Tuesday, March 21, 2023

Pender County denies rumors that its Florence shelters were unsafe

Rumors have been circulating that the shelters in Pender County could not stand up to a category 3 hurricane, but officials say that is not true.

The Pender County School System has placed several schools on a code-red lockdown (Port City Daily photo/File)
Pender County denied that its four school shelters were unsafe and had incurred damages from winds and flooding. (Port City Daily photo/File)

BURGAW — On Thursday Pender County Health and Human Services Director Carolyn Moser denied rumors that school shelters opened during Hurricane Florence were not rated to withstand up to Category 3 force winds.

“That wouldn’t be true, otherwise we wouldn’t have housed people in those shelters,” Moser said. “That’s why Pender Memorial closed, because it was not rated to withstand Category 3 winds.”
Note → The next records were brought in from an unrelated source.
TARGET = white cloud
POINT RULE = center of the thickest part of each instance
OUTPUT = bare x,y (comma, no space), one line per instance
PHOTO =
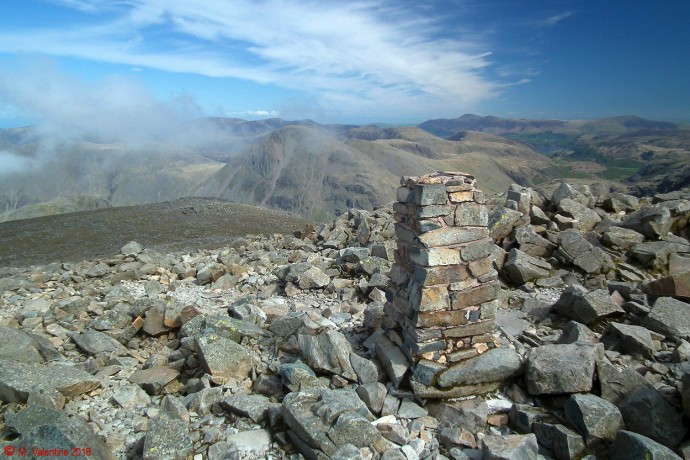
12,164
368,54
256,113
553,20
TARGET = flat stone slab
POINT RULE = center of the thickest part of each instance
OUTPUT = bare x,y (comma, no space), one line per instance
223,358
493,365
96,342
17,345
513,447
670,317
676,285
328,351
561,368
18,380
646,412
167,438
154,379
629,445
393,360
44,430
593,416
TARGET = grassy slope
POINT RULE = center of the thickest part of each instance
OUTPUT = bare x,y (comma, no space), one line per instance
180,225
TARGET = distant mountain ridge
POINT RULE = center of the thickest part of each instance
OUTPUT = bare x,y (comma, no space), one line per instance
317,171
445,128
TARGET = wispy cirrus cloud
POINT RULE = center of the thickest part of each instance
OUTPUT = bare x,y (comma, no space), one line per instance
553,20
365,54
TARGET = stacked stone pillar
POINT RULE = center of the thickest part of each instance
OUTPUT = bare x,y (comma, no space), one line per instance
444,286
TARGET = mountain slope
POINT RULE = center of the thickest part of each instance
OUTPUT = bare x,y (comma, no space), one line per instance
317,173
444,127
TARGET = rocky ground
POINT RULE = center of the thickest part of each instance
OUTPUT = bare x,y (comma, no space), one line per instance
265,347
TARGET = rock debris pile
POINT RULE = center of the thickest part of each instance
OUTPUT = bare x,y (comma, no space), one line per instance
271,347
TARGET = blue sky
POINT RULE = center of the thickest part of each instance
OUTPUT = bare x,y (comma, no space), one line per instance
343,62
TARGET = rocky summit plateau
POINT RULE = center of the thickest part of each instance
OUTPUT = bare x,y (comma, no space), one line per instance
269,345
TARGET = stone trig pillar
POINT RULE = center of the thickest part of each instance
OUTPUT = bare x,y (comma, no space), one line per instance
444,287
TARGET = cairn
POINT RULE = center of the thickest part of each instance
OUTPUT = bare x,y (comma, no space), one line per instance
443,299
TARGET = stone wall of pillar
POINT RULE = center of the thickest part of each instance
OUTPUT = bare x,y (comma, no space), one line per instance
443,299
She said that each of the four shelters was thoroughly vetted and approved by the Red Cross and her own health staff prior to Florence’s landfall.

“The rumors are unsubstantiated,” Moser said, when asked about some residents’ concerns that the shelters were not built to withstand Category 3 winds.
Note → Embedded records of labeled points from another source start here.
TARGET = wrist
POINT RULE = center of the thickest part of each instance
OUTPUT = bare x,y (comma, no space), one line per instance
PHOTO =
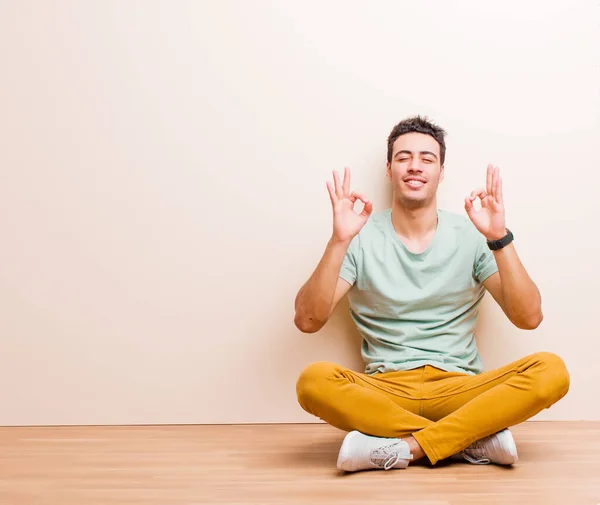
496,236
502,242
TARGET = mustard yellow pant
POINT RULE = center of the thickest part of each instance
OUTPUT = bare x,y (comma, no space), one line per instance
444,411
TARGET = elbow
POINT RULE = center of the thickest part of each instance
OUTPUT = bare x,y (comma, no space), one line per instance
531,322
307,324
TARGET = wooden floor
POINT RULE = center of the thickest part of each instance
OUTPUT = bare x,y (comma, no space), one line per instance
277,464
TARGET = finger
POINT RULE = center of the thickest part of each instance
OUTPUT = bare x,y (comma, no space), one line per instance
355,195
367,209
331,192
469,206
337,185
494,179
499,198
346,186
480,192
488,179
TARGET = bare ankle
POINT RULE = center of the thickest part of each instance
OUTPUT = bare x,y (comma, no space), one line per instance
415,448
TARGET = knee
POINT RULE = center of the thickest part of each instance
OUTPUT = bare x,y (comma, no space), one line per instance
554,381
312,382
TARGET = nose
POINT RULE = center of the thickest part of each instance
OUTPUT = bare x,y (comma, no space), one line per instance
415,165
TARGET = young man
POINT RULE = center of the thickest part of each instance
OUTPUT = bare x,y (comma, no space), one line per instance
415,276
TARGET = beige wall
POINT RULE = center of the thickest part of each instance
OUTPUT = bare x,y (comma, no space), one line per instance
162,178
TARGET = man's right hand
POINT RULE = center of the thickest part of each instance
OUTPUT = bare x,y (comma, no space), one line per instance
346,222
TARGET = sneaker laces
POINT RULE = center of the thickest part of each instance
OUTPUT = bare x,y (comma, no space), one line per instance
387,456
476,454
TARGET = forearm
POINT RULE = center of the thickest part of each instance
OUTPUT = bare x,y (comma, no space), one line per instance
314,300
522,300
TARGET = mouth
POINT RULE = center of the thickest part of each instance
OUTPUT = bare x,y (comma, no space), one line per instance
415,182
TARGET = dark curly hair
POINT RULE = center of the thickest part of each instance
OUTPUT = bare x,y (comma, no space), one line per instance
417,124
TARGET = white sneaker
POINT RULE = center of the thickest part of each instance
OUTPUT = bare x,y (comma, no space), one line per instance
362,452
499,448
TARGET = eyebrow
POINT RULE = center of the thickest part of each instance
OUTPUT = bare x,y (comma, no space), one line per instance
419,152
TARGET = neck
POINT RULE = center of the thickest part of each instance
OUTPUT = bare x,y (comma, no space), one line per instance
414,224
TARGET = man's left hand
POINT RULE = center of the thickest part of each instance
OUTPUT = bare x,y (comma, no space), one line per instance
489,220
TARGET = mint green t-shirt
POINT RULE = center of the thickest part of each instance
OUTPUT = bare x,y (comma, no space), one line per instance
418,309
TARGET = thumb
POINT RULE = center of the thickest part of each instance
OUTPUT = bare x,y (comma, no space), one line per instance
367,209
469,208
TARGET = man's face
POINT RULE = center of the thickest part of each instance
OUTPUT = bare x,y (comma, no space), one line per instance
415,170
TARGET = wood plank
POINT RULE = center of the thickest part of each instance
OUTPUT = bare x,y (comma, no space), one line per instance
275,464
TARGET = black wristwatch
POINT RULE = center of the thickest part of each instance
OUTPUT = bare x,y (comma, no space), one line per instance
495,245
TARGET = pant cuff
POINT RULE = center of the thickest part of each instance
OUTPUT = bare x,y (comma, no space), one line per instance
426,446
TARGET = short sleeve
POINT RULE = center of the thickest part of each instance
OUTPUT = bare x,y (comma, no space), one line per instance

Pender County spokeswoman Tammy Proctor earlier said that a few of the schools had incurred wind damage and flooding, but Moser said that to her knowledge, no such damages were reported in the schools operating as shelters.

“There were no damages to facilities that had people in them at the time, that I know of. If they had been, we would have worked to find other places to put them,” Moser said.
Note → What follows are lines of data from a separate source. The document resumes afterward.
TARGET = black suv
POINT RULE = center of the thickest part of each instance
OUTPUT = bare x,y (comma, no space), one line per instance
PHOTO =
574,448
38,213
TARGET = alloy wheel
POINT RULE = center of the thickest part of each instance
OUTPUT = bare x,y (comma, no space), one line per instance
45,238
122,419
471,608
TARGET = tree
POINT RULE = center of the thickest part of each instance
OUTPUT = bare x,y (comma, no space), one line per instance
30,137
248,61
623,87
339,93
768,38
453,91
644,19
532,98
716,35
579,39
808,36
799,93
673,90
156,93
Moser did say that some of the school buildings had encountered issues with mold due to a lack of air circulation during the storm.

She also said that each shelter was staffed by a minimum of two Red Cross employees, two public health nurses, and two staff from the Department of Social Services. During the peak of the storm, the county’s four shelters housed roughly 1,000 evacuees, many brought in by helicopters during the widespread flooding that effected the county, according to Moser.

Although nearby New Hanover County opened a total of 11 shelters during Florence, Moser said that Pender’s smaller population, as well as the comparative limited size of its school buildings, accounted for the county’s decision to open only four shelters.

“We’re very limited in the facilities we can put individuals in when you look at the size,” Moser said. “In New Hanover, Hoggart housed over a thousand people. We can’t do that in our schools.”

However, these limitations did not effect the success of the county’s shelter operations, according to Moser.

“We had no one — that I’m aware of — who did not have shelter who needed it,” Moser said.